At the store level, managers are being forced to carry more products within the same sales space. The squeeze is on and becoming very obvious to in-store shoppers who must navigate narrower aisles and access more tightly packed shelves. This is as much a resource issue as well as a space issue. With reduced operating budgets, mangers don’t want store personal stuck in a constricted backroom doing operations that can be done more efficiently upstream in the supply chain.

The consequence at the DC of smaller more frequent orders can be huge. As an example, one VP of Operations described a situation where an existing customer ordered standard 12 packs last year, however this year all their orders are for 6 packs. This one simple change increases the case handling volume from 40,000 to 80,000 thereby increasing the logistics handling & shipping costs for both parties.

The trend also forces many DCs into more labor intensive discrete order piece picking methods where they had previously been able to take advantage of full case batch order picking and automated sorting system operations.

The Business Case for Picking Automation

A major component of an efficient supply chain is moving product with a minimum number of touches.

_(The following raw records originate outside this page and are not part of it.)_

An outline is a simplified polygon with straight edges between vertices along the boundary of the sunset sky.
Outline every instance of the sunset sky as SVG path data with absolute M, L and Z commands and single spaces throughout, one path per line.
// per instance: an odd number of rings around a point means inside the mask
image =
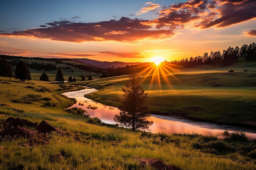
M 0 10 L 0 54 L 171 61 L 256 42 L 256 0 L 14 0 Z

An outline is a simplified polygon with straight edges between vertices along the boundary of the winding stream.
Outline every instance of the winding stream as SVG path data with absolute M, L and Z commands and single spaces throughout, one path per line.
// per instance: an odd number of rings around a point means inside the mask
M 116 124 L 113 119 L 115 115 L 119 114 L 120 111 L 118 108 L 105 106 L 99 103 L 85 98 L 84 95 L 97 91 L 93 88 L 86 88 L 78 91 L 62 93 L 68 97 L 75 98 L 77 102 L 70 108 L 77 107 L 86 110 L 87 115 L 90 117 L 98 117 L 102 122 L 109 124 Z M 80 105 L 79 105 L 79 103 Z M 94 110 L 88 108 L 90 107 L 97 107 Z M 256 131 L 245 128 L 202 122 L 195 122 L 189 119 L 180 119 L 170 117 L 152 115 L 148 120 L 154 122 L 150 126 L 149 131 L 153 133 L 164 132 L 171 135 L 173 133 L 193 133 L 207 135 L 217 135 L 219 138 L 224 138 L 222 135 L 225 131 L 229 132 L 244 133 L 249 140 L 256 139 Z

Therefore, it makes good logistics sense to produce and package product at manufacturing plants so as to optimize the order fulfillment process.



For example: In a DC where two thirds or more of products purchased are in less-than-full-case quantities, those individual items must be picked and packed manually before they leave the DC. Producing smaller inter-pack quantities at manufacturing would greatly reduce the number of touches required to process orders at the DC. In fact, given the on-going advances in automated picking technologies, picking more inter-packs would enhance the justification for automation.

There is, of course, a large variety of automated picking solutions being offered by system providers.


The challenge is adopting the picking technology the best fits the business model. While the traditional batch picking and automated sorting model has worked well in the past, the trend toward smaller more frequent ordering pattern favors a discrete order picking model. This is the reason a growing number of companies are investing in the development and deployment of alternative automated discrete order picking solutions such as A-Frames, which have actually been available for quite some time but are now experiencing a renewed interest.

By applying emerging automated picking technologies with advanced software systems companies can achieve high levels of operational flexibility and productivity. By adopting automated picking solutions, the order fulfillment labor component is greatly reduced while the modularity and scalability of automated solutions lowers the initial cost and therefore, further enhances its appeal.

However, some caution must be taken here so as not to increase manual replenishment cost to the point where it may offset any real savings gained in automated picking.

Logistics companies who are seeing their per piece handling costs trending upward should take notice that a large variety of automated piece picking and case picking technologies will be on display at ProMat 2013 (Jan. 21 thru 24).


Final Thoughts

There is not much any individual company can do about trends in the marketplace that impact on their cost of doing business except to develop and deploy more cost effective solutions. As it relates to warehousing and distribution, emerging technologies such as automated picking and AGVs equipped with robotics and GPS vision guided systems are the most up-to-date developments to combat escalating order fulfillment cost.